1

I am using the subprocess.popen() function to run an external tool that reads & writes a lot of data (>GB) to stdout. However, I'm finding that the kernel is killing the python process when it runs out of memory:

Out of memory: Kill process 8221 (python) score 971 or sacrifice child
Killed process 8221 (python) total-vm:8532708kB, anon-rss:3703912kB, file-rss:48kB

Since I know I'm handling a large amount of data I've set up popen to write stdout and stderr to files so I'm not using pipes. My code looks something like this:

errorFile = open(errorFilePath, "w")
outFile = open(outFilePath, "w")
#Use Popen to run the command
try:                
    procExecCommand = subprocess.Popen(commandToExecute, shell=False, stderr=errorFile, stdout=outFile)
    exitCode = procExecCommand.wait()

except Exception, e:
    #Write exception to error log       
    errorFile.write(str(e))     

errorFile.close()
outFile.close()        

I've tried changing the shell parameter to True and setting the bufsize parameter = -1 also with no luck.

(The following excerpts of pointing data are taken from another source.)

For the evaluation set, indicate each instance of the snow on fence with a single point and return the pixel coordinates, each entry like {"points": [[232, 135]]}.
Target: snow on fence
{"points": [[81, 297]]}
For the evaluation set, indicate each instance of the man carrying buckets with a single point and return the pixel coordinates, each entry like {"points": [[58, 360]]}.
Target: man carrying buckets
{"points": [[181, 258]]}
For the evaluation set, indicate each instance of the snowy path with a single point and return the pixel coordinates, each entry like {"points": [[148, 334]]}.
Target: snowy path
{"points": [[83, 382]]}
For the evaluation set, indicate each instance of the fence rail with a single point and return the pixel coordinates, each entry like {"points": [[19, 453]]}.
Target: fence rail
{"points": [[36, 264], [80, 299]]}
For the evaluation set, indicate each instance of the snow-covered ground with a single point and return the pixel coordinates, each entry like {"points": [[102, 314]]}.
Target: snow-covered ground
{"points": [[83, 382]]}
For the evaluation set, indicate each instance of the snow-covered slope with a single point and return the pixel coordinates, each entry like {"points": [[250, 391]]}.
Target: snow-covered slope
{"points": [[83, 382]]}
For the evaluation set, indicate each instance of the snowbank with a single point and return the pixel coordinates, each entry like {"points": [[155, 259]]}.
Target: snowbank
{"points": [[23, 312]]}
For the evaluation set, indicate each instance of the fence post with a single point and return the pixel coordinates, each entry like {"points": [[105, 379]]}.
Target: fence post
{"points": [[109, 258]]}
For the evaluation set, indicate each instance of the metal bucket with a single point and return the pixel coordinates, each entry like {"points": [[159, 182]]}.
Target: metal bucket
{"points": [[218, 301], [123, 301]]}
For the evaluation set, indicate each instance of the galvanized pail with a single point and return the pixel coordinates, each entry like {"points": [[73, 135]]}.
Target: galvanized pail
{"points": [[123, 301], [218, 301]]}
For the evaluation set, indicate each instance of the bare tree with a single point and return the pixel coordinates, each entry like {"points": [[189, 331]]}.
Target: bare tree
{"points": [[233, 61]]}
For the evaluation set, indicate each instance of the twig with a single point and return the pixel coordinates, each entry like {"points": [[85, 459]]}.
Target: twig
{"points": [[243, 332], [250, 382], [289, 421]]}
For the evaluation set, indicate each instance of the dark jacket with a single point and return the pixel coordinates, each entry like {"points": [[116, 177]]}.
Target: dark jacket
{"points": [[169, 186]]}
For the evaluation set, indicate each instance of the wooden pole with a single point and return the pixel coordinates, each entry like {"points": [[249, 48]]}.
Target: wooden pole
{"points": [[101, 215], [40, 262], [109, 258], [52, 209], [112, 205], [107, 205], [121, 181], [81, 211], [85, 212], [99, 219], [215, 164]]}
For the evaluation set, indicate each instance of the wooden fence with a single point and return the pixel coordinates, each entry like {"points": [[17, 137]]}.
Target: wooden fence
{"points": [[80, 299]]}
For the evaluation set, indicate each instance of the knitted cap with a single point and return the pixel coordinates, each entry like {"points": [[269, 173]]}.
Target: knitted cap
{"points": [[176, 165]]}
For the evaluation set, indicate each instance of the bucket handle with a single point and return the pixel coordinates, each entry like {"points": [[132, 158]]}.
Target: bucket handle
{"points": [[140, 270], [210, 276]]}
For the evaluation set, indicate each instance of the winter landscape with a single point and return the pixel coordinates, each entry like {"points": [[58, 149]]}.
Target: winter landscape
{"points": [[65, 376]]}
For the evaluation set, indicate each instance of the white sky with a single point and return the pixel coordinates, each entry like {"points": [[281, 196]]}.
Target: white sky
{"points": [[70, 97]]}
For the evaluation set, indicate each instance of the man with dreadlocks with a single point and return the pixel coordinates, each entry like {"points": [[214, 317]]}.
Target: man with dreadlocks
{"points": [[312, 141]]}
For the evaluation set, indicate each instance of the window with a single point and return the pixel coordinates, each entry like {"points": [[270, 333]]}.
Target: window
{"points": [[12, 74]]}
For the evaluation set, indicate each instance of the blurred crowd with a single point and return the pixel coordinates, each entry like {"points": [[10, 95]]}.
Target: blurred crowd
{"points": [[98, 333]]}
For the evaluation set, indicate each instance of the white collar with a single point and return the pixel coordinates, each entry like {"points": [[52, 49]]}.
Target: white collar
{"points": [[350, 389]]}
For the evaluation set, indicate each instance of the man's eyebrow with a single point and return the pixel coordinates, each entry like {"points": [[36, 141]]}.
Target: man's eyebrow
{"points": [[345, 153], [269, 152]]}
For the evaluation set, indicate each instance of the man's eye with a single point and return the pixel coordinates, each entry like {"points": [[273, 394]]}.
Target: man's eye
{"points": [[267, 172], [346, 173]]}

I've profiled the memory running this script and via bash and I see big spike in the memory usage when running via Python than compared to bash.

I'm not sure what exactly Python is doing to consume so much more memory than the just using bash unless it has something to with trying to write the output to the file? The bash script just pipes the output to a file.

I initially found that my swap space was quite low so I increased it and that helped initially, but as the volume of data grows then I start running out of memory again.

So is there anything with Python I can do to try and handle these data volumes better, or is it just a case of recommending more memory with plenty of swap space. That or jettison Python altogether.

System details:

  • Ubuntu 12.04
  • Python 2.7.3
  • The tool I'm running is mpileup from samtools.
craigb
  • 41
  • 1
  • 4
  • You could try to run the process as `Popen("myprocess -arg > output",shell=True)`. i.e. send the exact string you would use in bash into `Popen` with `shell=True`. – mgilson Jul 17 '12 at 14:21

2 Answers2

1

The problem might be that your are using the wait() method (as in procExecCommand.wait()) which tries to run the subprocess to completion and then returns. Try the approach used in this question, which uses e.g. stdout.read() on the process handle. This way you can regularly empty the pipes, write to files, and there should be no build-up of memory.

Community
  • 1
  • 1
ThomasH
  • 22,276
  • 13
  • 61
  • 62
  • With `stderr=errorFile, stdout=outFile`, `errorFile` and `outfile` being regular `open()`ed files, there is no `procExecCommand.stdout`... – glglgl Jul 17 '12 at 14:47
0

What kind of output your process generates, maybe the clue is in that.

Warning : The script won't terminate, you have to kill it.

This sample setup works as expected for me.

import subprocess

fobj = open("/home/tst//output","w")

subprocess.Popen("/home/tst//whileone",stdout=fobj).wait()

And whileone

#!/bin/bash

let i=1
while [ 1 ]
do
 echo "We are in iteration $i"
 let i=$i+1
 usleep 10000
done
tuxuday
  • 2,977
  • 17
  • 18